Der sicherlich wichtigste Punkt bei der Auswahl eines ERP-Systems ist der Funktionsumfang. Denn selbstverständlich sollte die neue ERP-Software nach Möglichkeit alle Anforderungen eines Unternehmens abdecken. Überprüfen lässt sich dies mit einem Lastenheft, in dem alle benötigten Prozesse und Funktionen aufgelistet werden. Erstellt wird dieses Dokument idealerweise mit Experten aus allen Fachbereichen, sodass kein Aspekt übersehen wird.

In jedem Fall sollten Branchenlösungen im ERP-Auswahl-Prozess mit berücksichtigt werden. Sie haben allgemein den Vorteil, dass sie viele Anforderungen eines bestimmten Wirtschaftszweigs bereits im Standard abdecken. Entsprechend sind häufig nur wenige individuelle Anpassungen notwendig, um die Software sinnvoll einzusetzen. Neben den Funktionen sollte auch die Skalierbarkeit eine Rolle bei der ERP-Software-Auswahl spielen. Wichtig ist diese Eigenschaft, wenn ein Unternehmen wächst. In solch einem Fall sollte es problemlos möglich sein, neue Standorte anzubinden, weitere Benutzer hinzuzufügen und auch den Funktionsumfang zu erweitern. Bei Cloud-Lösungen ist zudem die Erweiterbarkeit des Speicherplatzes und der Rechenleistung wichtig.

Benutzerfreundlichkeit und Integration

Zu den weiteren Auswahlkriterien für ein ERP-System sollte in jedem Fall die Benutzerfreundlichkeit zählen. Beeinflusst wird sie vor allem durch grafisch ansprechende, aufgeräumte Benutzeroberflächen, logisch aufgebaute Workflows und Individualisierbarkeit. Durchdachte Hilfe-Funktionen und Tutorials können die Usability zusätzlich verbessern. Grundsätzlich gilt: Je höher die Benutzerfreundlichkeit, desto größer die Akzeptanz der ERP-Software.

Ebenfalls bei der ERP-Auswahl zu berücksichtigen ist das Thema der Integrationsfähigkeit.
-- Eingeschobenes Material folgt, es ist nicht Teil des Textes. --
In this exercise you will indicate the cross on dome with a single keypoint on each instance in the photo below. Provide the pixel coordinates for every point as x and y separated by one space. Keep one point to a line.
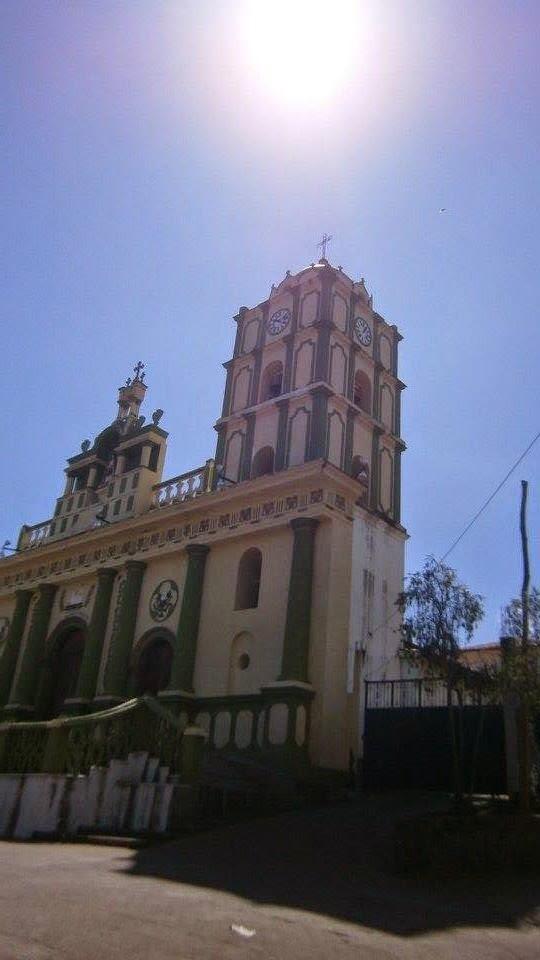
323 244
138 370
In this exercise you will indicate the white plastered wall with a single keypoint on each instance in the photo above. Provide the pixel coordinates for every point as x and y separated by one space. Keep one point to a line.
220 623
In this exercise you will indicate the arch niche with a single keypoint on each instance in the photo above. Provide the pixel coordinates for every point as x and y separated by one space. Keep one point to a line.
153 662
61 667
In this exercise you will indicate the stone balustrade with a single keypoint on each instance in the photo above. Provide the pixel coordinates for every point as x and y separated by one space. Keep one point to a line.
184 487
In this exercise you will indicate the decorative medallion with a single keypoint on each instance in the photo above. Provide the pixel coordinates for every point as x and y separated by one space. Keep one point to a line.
362 331
163 600
278 321
74 598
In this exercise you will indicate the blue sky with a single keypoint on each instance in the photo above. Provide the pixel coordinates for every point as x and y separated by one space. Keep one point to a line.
154 178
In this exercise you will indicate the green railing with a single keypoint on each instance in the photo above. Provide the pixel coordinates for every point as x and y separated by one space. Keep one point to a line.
74 744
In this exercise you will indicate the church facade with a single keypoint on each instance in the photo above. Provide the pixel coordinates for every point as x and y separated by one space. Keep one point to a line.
254 594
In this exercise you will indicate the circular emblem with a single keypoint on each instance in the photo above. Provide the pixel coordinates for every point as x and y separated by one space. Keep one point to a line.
362 331
163 600
278 321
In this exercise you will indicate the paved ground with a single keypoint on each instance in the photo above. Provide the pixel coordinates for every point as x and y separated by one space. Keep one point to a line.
312 884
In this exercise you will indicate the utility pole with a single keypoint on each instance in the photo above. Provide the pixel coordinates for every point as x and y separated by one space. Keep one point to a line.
524 773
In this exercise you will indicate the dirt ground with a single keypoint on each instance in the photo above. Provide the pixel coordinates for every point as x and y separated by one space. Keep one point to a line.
315 883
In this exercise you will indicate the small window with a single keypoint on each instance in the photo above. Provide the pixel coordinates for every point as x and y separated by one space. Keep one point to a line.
263 462
360 469
244 661
272 381
249 580
154 457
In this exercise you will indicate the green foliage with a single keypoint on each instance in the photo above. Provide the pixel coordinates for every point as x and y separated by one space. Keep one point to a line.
439 615
512 617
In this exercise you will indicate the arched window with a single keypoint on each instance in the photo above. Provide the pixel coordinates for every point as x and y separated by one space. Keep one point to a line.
153 669
248 580
360 469
362 391
263 462
272 381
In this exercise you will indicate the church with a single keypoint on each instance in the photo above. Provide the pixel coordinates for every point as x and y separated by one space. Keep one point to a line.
254 594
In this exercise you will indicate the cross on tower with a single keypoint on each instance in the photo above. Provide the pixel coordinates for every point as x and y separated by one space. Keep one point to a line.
323 244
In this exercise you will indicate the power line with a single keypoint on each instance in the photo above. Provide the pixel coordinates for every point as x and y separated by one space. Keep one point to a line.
490 498
471 523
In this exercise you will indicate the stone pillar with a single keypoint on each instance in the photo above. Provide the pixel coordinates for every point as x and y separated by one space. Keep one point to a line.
88 674
146 453
397 484
349 440
116 670
23 690
294 664
183 665
319 424
12 646
374 489
281 440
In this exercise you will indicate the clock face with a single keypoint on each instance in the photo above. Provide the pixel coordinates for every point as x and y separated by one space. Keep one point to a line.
362 331
278 321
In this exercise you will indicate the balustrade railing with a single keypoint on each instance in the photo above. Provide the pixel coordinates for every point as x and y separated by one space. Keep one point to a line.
423 692
184 487
74 744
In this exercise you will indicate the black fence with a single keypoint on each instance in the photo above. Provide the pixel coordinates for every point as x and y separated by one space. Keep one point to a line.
407 738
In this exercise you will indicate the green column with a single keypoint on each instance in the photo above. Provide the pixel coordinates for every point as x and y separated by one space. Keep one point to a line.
86 684
8 660
23 690
188 625
116 671
294 664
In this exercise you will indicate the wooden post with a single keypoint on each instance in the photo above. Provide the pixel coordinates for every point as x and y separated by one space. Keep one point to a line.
525 764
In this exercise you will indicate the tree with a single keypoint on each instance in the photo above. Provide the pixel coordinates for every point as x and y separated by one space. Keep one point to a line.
439 616
519 679
512 617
Gute ERP-Software fügt sich möglichst problemlos in die bestehende Systemlandschaft ein. Das heißt: Sie ist in der Lage, mit angrenzenden Systemen Daten auszutauschen.

In Industriebetrieben können dies beispielsweise Lösungen wie CAD/CAM, BDE (Betriebsdatenerfassung), Produktionssteuerung, Dokumentenmanagement (DMS) oder Analyse-Tools sein. Auch die Anbindungsmöglichkeiten für Produktionsanlagen und -maschinen spielen zunehmend eine Rolle. Integrationen dieser Art werden in der Regel über Schnittstellen gelöst. Sie minimieren manuelle Eingriffe, begünstigen reibungslose Prozesse und senken die Fehlerquote.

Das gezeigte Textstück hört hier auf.